What You Should Know
Before You Eat Oma Tuna
Pacific Bluefin tuna, also called “black diamonds,”
are the largest species of tuna.
The Pacific Bluefin tuna caught in Oma are called Oma Tuna,
and are the most valuable of all.
Why is Oma Tuna so valuable and famous?
Please read our page about「Oma Tuna」 to find out.
Learn about Oma Tuna and the charm of Oma.
Come enjoy the blessings of the sea and the fishermen’s culture.
|January 11||Funadama Festival|
|April 3||Benten Shrine Festival|
|Mid-May||Uchiyama Park Cherry Blossom Festival|
|July (Marine Day)||Big Catch Prayer Festival and Tenpi Procession|
|August 8-11||Inari Shrine Festival|
|August 14||Blue Marine Festival|
|August 16-18||Kasuga Shrine Festival|
|Early October||Oma Tuna Thanksgiving (tentative title)|
Throughout the year, there are many various religious rituals for the fishermen who often risk their lives working at sea. The year starts with the Funadama Festival at Inari Shrine, with prayers for bountiful catches and safety on the sea. The Benten Shrine Festival is held at Benten Shrine on April 3, the anniversary of the death of the sea goddess Benten. People go to the main shrine on Benten Island and perform ritual kagura (religious dancing).
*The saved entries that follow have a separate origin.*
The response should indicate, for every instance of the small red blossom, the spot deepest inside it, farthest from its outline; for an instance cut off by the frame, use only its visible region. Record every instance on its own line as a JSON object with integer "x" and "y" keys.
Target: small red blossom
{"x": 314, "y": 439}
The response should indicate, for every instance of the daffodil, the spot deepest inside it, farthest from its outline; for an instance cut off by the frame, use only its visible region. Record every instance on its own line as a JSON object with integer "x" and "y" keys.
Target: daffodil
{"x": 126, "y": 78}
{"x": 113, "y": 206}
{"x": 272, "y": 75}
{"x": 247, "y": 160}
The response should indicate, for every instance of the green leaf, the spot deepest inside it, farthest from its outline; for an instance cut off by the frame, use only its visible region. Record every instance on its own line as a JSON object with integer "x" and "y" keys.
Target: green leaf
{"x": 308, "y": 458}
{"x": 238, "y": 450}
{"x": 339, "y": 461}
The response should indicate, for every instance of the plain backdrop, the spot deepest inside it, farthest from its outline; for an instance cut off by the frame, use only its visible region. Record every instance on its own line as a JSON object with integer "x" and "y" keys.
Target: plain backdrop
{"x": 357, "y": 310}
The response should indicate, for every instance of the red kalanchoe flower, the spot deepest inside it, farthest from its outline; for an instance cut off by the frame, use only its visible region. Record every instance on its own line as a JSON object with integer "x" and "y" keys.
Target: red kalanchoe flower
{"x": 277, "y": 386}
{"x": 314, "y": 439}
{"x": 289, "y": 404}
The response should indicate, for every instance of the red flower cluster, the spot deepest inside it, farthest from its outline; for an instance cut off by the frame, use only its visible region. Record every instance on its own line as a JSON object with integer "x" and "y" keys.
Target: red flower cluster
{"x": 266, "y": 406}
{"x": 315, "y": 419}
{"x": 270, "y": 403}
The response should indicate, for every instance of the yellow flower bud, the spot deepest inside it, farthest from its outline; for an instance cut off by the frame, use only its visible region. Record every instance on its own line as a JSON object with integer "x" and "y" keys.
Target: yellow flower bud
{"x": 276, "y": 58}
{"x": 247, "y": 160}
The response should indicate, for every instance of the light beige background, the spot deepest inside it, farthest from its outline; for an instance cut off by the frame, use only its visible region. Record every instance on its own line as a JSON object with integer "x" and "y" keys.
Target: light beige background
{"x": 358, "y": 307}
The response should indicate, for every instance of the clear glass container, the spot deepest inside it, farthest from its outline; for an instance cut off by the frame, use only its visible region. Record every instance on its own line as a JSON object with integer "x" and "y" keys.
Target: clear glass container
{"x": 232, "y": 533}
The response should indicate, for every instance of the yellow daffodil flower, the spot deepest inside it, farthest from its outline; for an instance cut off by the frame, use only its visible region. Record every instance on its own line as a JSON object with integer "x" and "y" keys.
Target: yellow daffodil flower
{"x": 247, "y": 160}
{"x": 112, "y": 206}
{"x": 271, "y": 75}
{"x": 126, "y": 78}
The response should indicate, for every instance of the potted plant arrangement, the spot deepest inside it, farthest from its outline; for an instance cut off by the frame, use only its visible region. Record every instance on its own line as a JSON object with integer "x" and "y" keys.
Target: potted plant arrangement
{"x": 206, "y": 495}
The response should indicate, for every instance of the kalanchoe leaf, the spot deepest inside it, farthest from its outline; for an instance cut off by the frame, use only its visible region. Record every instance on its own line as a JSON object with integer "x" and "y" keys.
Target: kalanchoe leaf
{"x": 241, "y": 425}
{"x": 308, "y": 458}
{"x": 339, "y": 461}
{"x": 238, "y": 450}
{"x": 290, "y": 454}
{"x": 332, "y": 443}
On the national holiday of Marine Day in July, there is the Big Catch Prayer Festival, where all the fishing boats in town sail out together, big-catch flags hoisted high to pray for safe and bountiful fishing. Offshore, a ceremonial amulet is lowered into the sea as a prayer for safety at sea.
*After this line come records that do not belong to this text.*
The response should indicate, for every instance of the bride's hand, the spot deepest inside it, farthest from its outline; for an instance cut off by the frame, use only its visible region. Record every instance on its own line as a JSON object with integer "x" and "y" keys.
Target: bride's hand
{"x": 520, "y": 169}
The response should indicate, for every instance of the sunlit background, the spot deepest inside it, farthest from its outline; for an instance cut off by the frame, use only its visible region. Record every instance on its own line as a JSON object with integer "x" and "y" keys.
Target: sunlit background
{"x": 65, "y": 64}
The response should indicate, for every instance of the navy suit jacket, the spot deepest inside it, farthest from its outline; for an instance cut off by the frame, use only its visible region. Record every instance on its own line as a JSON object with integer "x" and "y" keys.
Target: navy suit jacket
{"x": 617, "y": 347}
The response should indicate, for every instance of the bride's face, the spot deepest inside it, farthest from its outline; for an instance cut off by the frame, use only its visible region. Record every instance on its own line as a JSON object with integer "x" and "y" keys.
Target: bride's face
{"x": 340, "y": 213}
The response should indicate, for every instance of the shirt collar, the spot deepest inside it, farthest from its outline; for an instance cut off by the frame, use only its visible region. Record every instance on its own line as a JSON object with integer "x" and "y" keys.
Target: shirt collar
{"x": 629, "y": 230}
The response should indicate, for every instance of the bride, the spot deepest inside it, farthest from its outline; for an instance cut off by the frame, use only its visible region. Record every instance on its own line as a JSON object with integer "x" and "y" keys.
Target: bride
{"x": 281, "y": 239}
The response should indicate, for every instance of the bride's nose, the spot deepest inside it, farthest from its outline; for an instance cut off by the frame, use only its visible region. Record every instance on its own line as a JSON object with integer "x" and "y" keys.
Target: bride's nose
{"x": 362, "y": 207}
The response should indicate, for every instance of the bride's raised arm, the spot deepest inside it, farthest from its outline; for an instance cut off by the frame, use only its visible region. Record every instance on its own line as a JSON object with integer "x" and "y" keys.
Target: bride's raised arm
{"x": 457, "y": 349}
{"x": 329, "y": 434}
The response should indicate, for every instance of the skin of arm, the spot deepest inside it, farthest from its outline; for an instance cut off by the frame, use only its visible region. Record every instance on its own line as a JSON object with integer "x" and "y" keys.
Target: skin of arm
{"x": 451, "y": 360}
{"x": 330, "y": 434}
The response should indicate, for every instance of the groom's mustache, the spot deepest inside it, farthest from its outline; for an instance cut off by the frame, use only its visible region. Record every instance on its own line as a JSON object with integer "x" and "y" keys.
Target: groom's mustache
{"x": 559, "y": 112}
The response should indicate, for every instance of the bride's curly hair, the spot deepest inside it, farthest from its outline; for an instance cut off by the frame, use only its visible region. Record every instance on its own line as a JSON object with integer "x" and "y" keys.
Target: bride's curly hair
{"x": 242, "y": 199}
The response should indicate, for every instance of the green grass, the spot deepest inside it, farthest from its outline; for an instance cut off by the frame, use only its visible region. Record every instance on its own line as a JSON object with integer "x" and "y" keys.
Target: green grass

In Oma, we hold a procession for Tenpi, a goddess who has protected people at sea since the Chinese Song Dynasty. Tenpi is also known by the name Maso, and she has believers all over the world, though they are mainly based in Taiwan and the rest of Southeast Asia. It is said that in 1696, Goemon Ito, a man who would later become mayor of Oma, was saved by Tenpi when on the verge of shipwreck during a particularly severe storm. From that point on Tenpi became venerated in Oma. Currently, Inari Shrine in Oma Town is the only place in northern Japan where Tenpi is worshipped. In 1996 we celebrated the 300th anniversary of Tenpi’s veneration in Oma with the first Tenpi Procession.
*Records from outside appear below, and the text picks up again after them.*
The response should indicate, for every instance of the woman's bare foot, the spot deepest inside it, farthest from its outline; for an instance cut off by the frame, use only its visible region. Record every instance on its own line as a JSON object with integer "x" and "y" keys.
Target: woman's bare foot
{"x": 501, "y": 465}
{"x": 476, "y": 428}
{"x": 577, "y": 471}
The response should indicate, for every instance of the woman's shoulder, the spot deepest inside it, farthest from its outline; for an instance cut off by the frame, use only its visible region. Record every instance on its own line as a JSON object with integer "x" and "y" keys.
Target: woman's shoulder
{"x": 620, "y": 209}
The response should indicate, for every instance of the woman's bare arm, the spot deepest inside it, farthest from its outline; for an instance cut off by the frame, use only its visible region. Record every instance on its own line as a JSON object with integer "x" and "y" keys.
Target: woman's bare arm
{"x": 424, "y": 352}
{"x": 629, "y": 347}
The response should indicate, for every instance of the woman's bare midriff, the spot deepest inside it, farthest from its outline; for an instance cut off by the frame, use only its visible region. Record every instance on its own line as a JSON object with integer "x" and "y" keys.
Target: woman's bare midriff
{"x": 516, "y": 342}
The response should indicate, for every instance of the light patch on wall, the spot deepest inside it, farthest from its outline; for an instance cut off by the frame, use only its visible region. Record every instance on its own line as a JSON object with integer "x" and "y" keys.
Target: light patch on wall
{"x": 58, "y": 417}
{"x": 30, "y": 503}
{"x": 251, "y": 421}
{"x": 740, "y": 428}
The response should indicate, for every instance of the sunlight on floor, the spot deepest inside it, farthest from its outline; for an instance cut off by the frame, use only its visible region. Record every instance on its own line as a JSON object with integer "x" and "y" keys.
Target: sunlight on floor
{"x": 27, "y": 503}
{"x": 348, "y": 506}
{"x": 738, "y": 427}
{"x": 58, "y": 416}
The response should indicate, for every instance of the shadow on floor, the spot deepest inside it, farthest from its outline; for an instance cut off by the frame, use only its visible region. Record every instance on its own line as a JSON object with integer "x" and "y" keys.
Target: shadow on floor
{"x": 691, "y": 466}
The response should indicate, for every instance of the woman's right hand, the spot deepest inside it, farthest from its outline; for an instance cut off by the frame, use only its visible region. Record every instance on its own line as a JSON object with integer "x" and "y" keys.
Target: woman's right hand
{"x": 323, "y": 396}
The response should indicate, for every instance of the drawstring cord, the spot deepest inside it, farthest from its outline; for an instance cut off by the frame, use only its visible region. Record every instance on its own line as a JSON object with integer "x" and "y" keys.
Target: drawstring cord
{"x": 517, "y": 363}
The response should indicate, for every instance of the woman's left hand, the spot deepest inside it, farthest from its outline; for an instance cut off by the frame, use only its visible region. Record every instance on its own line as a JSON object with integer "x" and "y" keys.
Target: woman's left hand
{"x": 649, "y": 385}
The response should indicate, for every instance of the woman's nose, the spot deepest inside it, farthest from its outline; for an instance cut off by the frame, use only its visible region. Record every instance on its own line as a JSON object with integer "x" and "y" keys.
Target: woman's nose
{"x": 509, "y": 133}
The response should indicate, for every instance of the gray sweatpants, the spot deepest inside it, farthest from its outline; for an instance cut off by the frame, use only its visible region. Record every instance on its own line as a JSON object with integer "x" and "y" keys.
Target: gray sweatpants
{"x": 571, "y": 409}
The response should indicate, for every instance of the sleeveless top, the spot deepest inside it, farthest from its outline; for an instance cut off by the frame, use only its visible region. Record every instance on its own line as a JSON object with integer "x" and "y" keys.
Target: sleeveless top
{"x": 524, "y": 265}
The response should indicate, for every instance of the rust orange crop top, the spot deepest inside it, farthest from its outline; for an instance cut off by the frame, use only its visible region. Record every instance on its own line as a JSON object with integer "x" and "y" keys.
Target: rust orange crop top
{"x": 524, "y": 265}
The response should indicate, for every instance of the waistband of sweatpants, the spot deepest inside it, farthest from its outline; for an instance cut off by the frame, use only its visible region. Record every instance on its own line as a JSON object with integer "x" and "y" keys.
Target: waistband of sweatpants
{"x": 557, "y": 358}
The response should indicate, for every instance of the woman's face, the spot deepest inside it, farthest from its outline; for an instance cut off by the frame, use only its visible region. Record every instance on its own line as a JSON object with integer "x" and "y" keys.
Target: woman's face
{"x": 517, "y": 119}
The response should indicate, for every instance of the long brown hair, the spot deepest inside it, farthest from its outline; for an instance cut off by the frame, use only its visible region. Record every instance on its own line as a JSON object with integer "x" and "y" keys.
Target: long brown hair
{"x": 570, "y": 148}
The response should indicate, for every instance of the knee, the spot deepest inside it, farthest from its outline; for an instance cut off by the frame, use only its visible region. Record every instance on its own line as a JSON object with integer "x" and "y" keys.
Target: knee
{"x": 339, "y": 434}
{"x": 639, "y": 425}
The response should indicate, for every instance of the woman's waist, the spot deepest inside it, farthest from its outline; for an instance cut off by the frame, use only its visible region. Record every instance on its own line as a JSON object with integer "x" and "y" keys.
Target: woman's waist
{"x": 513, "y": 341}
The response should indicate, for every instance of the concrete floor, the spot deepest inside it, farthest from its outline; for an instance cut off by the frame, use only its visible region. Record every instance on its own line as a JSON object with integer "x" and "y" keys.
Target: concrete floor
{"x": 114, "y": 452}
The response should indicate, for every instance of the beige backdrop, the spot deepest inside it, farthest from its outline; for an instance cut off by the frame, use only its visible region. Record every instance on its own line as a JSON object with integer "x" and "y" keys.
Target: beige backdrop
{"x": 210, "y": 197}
The Blue Marine Festival takes place during the Obon season, when many people return to their hometowns. With Oma Port as the stage, people have a good time enjoying the festivities. There is a rowboat competition, Oma Tuna is handed out to 1000 people, and we finish with a fireworks display at night.
The Inari Shrine Festival features a parade through the town. The parade is led by a person dressed as a tengu (a traditional Japanese long-nosed goblin) and a procession of children, who are then followed by floats (named Inarimaru, Niwakayama, Taishoyama, and Bentenmaru). The parade is accompanied with music in the style of Kyoto’s Gion Festival. Watching the musicians perform with more intensity any time the floats pass by each other is truly a sight to behold. The people of the town also enjoy dottoko, a chant recited by those pulling the floats. Dottoko is recited in the entranceway of all the households on the parade course.
The fishermen in Oma begin fishing for tuna at the beginning of summer when the tuna first start appearing in the Tsugaru Strait. Starting in September when the temperatures drop and the tuna start storing fat, we conduct tuna carving shows on weekends and holidays in the warehouse on the shore. You can also purchase tuna at these events. Stop by and watch the butchers’ expertise with carving these enormous tuna!